Despite their rather sparse release calendar, this year was probably the most active Dark Horse has been in a while. In addition to their ongoing CLAMP releases and rescuing Planetes, they also put out a few new titles as well. We already covered the most high profile one, I Am A Hero, but for my money this one was even better.
WANDERING ISLAND (Bokuen Erekitetou), by Kenji Tsuruta. First published in 2010 and first published in North America in 2016.
Mikura Amelia is a free spirit who spends her days helping her grandfather with his delivery service, flying back and forth amongst some of Japan's most distant islands. After her grandfather dies, Mikura discovers his journals. Within them is information on Electric Island, a floating island that's known amongst the old folks but only as a legend. After a chance encounter, Mikura makes her grandfather's quest her own. She'll use all the knowledge and skills she has at hand to discover Electric Island or die trying.
It's not common that we get an old-fashioned adventure in manga form. Sure, there are plenty of manga based around quests and boss battles, but I'm talking about the sort of real-world daring-do adventure that most people haven't seen since the heyday of the Indiana Jones franchise. Wandering Island feels like a throwback to these sorts of stories, but its heroine helps keep it down to earth even when she is in the air.

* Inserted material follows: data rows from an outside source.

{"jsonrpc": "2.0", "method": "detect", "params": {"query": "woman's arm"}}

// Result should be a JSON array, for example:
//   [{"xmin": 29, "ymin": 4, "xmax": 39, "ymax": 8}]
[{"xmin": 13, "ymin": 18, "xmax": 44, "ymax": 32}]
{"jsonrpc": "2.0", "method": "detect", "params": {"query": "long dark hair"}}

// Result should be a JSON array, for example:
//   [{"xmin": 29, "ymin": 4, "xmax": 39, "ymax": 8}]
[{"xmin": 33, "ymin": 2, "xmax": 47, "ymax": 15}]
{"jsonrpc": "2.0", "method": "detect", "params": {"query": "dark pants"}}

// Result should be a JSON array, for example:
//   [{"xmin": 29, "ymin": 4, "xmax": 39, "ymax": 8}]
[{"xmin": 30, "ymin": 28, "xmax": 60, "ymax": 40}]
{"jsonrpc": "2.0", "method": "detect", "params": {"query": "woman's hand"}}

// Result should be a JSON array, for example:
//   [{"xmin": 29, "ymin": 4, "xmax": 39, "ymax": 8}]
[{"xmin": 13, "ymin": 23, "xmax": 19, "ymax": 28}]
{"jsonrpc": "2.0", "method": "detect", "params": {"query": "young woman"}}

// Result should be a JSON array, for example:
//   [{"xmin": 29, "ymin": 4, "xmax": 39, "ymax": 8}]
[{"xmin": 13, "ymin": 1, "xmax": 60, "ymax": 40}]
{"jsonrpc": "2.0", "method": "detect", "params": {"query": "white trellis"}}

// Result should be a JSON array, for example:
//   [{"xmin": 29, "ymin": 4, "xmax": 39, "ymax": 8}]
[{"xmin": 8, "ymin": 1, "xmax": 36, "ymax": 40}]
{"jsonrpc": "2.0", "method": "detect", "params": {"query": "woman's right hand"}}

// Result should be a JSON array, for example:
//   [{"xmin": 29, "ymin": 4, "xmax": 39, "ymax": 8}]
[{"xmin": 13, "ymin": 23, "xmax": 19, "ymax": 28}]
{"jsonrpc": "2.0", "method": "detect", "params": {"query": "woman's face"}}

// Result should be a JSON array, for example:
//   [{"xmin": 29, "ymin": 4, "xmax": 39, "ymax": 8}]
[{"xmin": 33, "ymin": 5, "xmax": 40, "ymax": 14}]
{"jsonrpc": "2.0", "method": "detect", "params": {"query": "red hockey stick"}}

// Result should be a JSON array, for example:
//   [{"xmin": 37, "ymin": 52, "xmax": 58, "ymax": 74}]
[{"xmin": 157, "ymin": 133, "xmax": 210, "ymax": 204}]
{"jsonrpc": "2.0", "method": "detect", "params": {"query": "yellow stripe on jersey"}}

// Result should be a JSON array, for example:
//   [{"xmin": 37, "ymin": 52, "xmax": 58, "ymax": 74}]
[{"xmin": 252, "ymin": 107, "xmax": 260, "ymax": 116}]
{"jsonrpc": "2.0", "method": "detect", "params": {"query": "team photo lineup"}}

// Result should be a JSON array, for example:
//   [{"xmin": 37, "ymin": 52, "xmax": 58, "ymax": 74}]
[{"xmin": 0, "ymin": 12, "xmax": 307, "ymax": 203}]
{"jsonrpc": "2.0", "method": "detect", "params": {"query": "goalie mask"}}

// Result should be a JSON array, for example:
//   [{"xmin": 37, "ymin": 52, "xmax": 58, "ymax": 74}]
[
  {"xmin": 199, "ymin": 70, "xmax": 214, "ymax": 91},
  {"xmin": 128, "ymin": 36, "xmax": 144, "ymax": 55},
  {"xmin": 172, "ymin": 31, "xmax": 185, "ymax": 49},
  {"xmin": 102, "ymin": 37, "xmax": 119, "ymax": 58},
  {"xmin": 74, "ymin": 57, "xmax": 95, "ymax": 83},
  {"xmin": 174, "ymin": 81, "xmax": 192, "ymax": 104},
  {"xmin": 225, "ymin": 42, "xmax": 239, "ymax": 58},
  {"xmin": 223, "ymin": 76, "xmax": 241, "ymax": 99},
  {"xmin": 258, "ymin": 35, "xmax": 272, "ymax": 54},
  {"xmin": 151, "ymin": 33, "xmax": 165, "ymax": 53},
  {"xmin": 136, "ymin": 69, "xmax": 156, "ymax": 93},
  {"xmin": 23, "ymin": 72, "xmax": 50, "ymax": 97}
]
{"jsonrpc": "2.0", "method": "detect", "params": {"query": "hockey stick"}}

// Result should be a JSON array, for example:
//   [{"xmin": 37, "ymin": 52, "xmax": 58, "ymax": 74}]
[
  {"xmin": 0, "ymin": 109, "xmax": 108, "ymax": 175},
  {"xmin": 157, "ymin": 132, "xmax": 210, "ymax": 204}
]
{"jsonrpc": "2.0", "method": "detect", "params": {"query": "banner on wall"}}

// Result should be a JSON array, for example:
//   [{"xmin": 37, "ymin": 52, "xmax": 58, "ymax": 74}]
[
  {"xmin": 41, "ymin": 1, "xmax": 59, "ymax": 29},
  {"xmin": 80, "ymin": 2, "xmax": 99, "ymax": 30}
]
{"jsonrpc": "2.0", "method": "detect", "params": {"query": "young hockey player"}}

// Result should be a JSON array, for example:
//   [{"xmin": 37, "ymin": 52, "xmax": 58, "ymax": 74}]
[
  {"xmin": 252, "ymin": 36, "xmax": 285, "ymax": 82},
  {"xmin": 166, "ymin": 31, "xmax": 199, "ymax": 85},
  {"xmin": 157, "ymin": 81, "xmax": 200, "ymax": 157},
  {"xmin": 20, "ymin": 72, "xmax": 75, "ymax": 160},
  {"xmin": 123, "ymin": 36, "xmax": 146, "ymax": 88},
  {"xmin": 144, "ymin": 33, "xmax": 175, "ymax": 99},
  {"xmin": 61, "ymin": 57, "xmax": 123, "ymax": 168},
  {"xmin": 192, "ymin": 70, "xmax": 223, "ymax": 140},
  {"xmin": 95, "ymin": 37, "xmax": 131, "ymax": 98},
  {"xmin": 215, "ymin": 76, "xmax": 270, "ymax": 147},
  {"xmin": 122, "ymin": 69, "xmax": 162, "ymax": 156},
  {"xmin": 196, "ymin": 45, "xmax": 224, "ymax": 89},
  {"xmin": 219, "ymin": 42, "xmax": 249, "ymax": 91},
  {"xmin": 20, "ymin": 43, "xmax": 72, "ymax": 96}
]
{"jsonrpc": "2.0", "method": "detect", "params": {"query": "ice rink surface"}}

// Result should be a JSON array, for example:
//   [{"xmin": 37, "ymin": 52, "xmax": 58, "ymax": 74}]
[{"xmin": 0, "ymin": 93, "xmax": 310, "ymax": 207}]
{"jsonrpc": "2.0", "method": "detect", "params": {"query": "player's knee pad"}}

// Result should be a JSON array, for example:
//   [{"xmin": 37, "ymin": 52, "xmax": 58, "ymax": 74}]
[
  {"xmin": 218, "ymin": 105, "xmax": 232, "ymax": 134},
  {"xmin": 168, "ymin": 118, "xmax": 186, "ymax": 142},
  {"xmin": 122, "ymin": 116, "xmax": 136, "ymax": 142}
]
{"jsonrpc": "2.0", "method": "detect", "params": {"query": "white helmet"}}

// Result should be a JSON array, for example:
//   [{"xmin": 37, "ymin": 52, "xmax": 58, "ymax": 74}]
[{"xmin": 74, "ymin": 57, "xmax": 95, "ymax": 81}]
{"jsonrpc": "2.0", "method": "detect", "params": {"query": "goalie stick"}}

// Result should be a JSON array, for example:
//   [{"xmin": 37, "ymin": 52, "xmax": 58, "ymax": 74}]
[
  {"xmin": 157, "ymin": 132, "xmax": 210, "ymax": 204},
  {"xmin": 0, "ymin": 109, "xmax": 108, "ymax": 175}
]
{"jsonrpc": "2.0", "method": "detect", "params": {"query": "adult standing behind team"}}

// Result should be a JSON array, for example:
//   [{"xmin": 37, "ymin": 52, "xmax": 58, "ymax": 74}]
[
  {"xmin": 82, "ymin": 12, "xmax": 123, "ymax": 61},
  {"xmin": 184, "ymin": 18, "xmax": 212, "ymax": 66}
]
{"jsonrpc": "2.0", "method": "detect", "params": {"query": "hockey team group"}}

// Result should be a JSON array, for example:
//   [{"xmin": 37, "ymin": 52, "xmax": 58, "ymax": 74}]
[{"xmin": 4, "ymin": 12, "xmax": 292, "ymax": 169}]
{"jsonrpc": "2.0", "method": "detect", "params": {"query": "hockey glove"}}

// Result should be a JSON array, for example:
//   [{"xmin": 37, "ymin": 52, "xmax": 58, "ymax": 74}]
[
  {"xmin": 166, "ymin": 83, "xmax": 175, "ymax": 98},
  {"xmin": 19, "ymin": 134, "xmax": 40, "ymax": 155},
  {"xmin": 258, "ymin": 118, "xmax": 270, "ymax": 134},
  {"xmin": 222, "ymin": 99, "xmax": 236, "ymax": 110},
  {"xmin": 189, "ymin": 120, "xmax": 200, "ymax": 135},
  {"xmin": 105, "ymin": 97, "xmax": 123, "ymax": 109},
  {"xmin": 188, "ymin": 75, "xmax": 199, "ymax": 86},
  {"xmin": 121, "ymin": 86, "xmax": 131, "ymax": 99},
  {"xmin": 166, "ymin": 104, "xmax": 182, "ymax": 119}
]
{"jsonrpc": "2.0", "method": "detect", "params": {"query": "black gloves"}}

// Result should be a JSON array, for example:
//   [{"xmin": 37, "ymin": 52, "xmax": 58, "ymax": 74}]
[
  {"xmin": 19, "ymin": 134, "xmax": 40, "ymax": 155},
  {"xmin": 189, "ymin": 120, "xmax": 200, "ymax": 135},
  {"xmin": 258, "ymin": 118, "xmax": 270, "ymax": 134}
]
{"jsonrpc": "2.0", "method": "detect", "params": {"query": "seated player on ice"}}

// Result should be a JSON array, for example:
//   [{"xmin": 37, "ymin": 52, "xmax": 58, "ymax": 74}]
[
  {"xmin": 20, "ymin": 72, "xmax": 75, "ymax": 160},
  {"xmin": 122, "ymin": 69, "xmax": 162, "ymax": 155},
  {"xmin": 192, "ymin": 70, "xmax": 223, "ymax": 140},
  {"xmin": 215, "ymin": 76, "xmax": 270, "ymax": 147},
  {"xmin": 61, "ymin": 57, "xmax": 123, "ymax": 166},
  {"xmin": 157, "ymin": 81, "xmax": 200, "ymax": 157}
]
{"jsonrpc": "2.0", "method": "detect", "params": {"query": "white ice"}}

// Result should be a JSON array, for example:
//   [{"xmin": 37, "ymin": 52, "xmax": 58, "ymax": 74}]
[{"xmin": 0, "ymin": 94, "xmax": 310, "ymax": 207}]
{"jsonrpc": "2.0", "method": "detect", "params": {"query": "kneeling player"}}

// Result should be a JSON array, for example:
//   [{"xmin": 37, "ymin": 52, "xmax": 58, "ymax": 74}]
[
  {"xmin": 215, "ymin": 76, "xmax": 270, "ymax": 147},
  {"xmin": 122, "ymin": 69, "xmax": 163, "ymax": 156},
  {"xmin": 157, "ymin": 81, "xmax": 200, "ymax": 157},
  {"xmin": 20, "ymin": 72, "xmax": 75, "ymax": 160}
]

It's Mikasa's emotional journey that gives this story its heart. Her grief for her late grandfather clearly has affected her to the core, no matter how much she tries to play things cool. The big reason she starts this quest for Electric Island is because it's one of the few tangible things left to her by her grandfather. By hunting down clues and talking to all of his old friends, she can connect to something of his that's tangible (at least in her mind). She loses herself so much in that search, that need to connect to SOMETHING that she neglects everything else around her: her friends, her job, even her utility payments. But in true dramatic fashion, it's only when she hits her lowest point that she makes a breakthrough in both her search for the island and her state of mind. It's a really satisfying emotional arc. Hell, it would work just find as a stand-alone book.
All of this is going on over a backdrop that feels almost removed from time. Mikasa and company live on the Izu and Ogasawara islands, a tiny and far-flung chain of islands stretching out into the vast Pacific. This means that aside from the odd laptop and cell phones, Mikasa and her fellow islanders live a lifestyle that isn't all that far removed from her grandfather's prime. To most folk this is going to feel as exotic as any historical piece, but that old-fashioned quality also just works with a world full of old islanders, old biplanes, and floating islands. It's not the most action-packed one; Mikasa spends more time floating out in the ocean and pouring over maps than she does flying planes. It's still a really compelling and timeless one, though, and that's what makes it feel so unique in today's world of manga.
Kenji Tsutura isn't a well-known mangaka. He's only ever had one other work published in English, most of his work over the last few years was illustrating actual literary novels. The closest he's gotten to the mainstream is doing character designs for Magical Shopping Arcade Abenobashi. Truth be told, though, that's a real shame. His pages are full of characters that look like dashed-off life sketches contrasted with these lovingly drawn backgrounds full of everyday clutter and detail. They are very clear drawn from reference, but frankly I couldn't care less when the end result is so stunning. He also keeps his frame mostly on Mikasa and her reactions, so she never gets lost in all that detail. The only time he lets things open up is when Mikasa takes to the skies. There he likes to zoom out far, to let Mikasa's plane be dwarfed by the vastness of the air and the ocean around her.
In comparison, the characters are kind of gawky with these mildly goofy looking faces, but he's so good at capturing restless movement and body language with linework that's just rough enough to resemble a first sketch. I do wish he wasn't so obsessed with finding times and places to draw Mikasa in bikini tops or stripped to her underwear. He doesn't leer at her in the same way that a lot of sleezy manga leer at their female characters, but it does feel rather gratuitous after a while. You see a similar contrast in the way he draws the flying scenes. You have these beautifully rendered planes set against seas of rough brushmarks or skies made of pale washes of ink. It even carries over to the color pages. While they're done in lovely watercolors, Tsutura's coloring is looser than someone like Yoshikazu Yasuhiko. His color sometimes bleed outside the lines and the seas are almost impressionistic. It's a very casual approach, but then that's ultimately a very fitting one for the story in question.
There's an essay afterwords from good ol' Carl Horn, a man who's no stranger to filling his essays and translation notes with all sorts of trivia. Here he covers a brief history of the islands where the story is set, some of the planes featured, the island's uniquely Western-influenced background, and a bit about Tsutura himself.
Wandering Island is ostensibly about the journey to find a mythical island, but it's the emotional journey that Mikasa takes that make it one-of-a-kind. When you add that to Tsutura's intriguing and singular art, you get a manga that deserves a lot of praise and a LOT more eyes on it.
This series is published by Dark Horse. This series is ongoing in Japan with 1 volume available. It is currently in print.